Reuse of Research Data

Properly functioning data search services make the effective reuse of research data possible. Universities, research institutes and other similar organisations have numerous search services for their own data and publications, but there has been no centralised service to date. The Etsin - Research Data Finder fulfills this need. It retrieves the metadata for data from other services, thus making it possible to enter that data directly into the Kata service.

There are several existing metadata services in Finland. For example, the Finnish Social Science Data Archive (FSD) is a metadata service that contains data related to the social sciences. The service also offers a search user interface for conducting effective searches of the service's approximately 1,000 pieces of data. HELDA, the Digital Repository of the University of Helsinki offers a search user interface for university data and publications. There are over 30,000 pieces of data and publications in HELDA.

The Etsin service will be able to retrieve data from both FSD and HELDA, but it will not allow access to publications in HELDA. When other universities and research institutes establish interfaces for the machine retrieval of data, the metadata for this data will then be added to Kata. In addition to serving as a centralised service, Kata will also contain advanced search capabilities for the effective utilisation of large volumes of data.

There are also metadata and data services at various universities and research facilities.

The services offer the use of data under various licenses. Typically, a license is the same for all data in a service, but it can likewise vary for specific datasets. License information is included in the metadata. Also in the Minimum metadata model, developed in the National Research Data Initiative, a specific field is reserved for license information: terms of use. License information can limit the reuse of data, but it can also protect the data from any reuse that the author does not want. Typically, the data may only be intended for educational and research purposes and not, for example, commercial use. Read more on licenses in the Data management planning section.

Restrictions on reuse

It is rare for research data created by someone else to be made available for use without any terms or conditions. Even if the data was found in Etsin, you would still need the author's permission to copy and edit it. In Etsin it may be stated that the data is available for your use without any terms of use, but even then the minimum requirement is that you follow  best scientific practices. This means that you take the work and achievements of other researchers into proper consideration, respecting the effort they have made, referring to their publications in the appropriate manner and giving their achievements the recognition they deserve in your own research work and the publication of its results.

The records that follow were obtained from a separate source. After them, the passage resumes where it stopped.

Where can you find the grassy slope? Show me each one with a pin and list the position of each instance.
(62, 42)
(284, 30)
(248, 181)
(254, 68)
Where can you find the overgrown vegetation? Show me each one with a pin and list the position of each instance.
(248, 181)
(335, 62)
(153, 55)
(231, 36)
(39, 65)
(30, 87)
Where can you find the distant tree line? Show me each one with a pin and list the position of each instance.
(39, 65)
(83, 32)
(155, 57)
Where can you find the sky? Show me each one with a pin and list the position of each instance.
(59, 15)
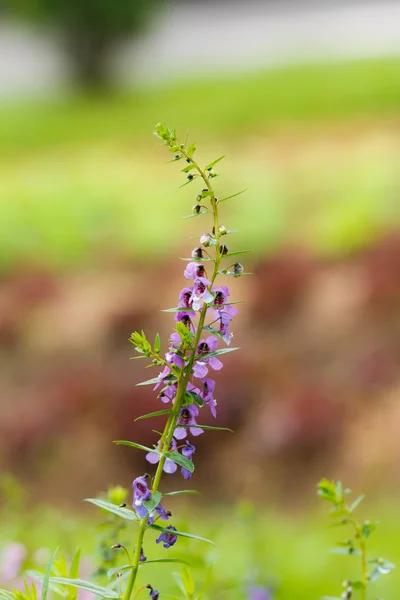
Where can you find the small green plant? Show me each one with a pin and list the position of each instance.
(342, 515)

The data may have a license attached to it. In the license, the author has already specified the terms under which you may use the data. Data has various degrees of publicity, i.e. it might be that you are only allowed to copy the data, but not edit it, link it to others or transfer it to a third party.

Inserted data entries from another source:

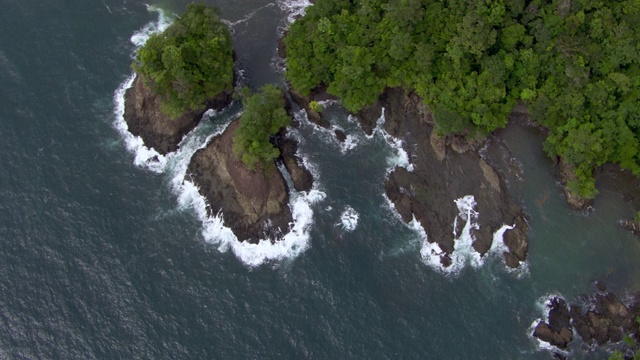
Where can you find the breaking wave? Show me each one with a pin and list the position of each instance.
(294, 8)
(175, 166)
(349, 219)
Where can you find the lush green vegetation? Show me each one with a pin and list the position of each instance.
(263, 117)
(575, 63)
(190, 62)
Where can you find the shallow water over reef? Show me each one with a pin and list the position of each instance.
(99, 258)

In some cases, the data may be difficult to understand, sensitive or its use requires special software. When dealing with this kind of data, you must contact the  contact person specialized on the metadata.

Provenance information

Provenance information of research data is information on the origin and processing history of the data: addenda, omissions, software used, etc. At present, the research data services of the Ministry of education and culture do not collect provenance information. The importance of provenance information is emphasised for data in long-term storage.

Provenance information is important for data that will be stored for longer periods for the following reasons:

  • The proper documentation of the manner in which the data was produced ensures that the data will be processed well and the resulting data answers the question it should.
  • Research is more reproducible if the various phases of data analysis are properly documented.
  • The documentation of sources and contributors improves the transparency of the research in that users of the data can independently assess the reliability and impartiality of the data.

Today, when data processing is mainly automatic, the programs and methods used in processing should be included as is in the supplementary materials. Data processing should otherwise be automated as much as possible, in order to make it easy to reproduce research by hand and in peer reviews.

The following is a short checklist for creating provenance information:

  • Have the events in the data production chain been documented?
  • Are the data processing methods available?
  • Has the data change history been recorded?
  • Has the data been linked with its sources?
  • When collecting data, has information that might affect the quality of the data been recorded? For example in measurement data, the calibration of sensors, or in interview data, special features of the interview situation.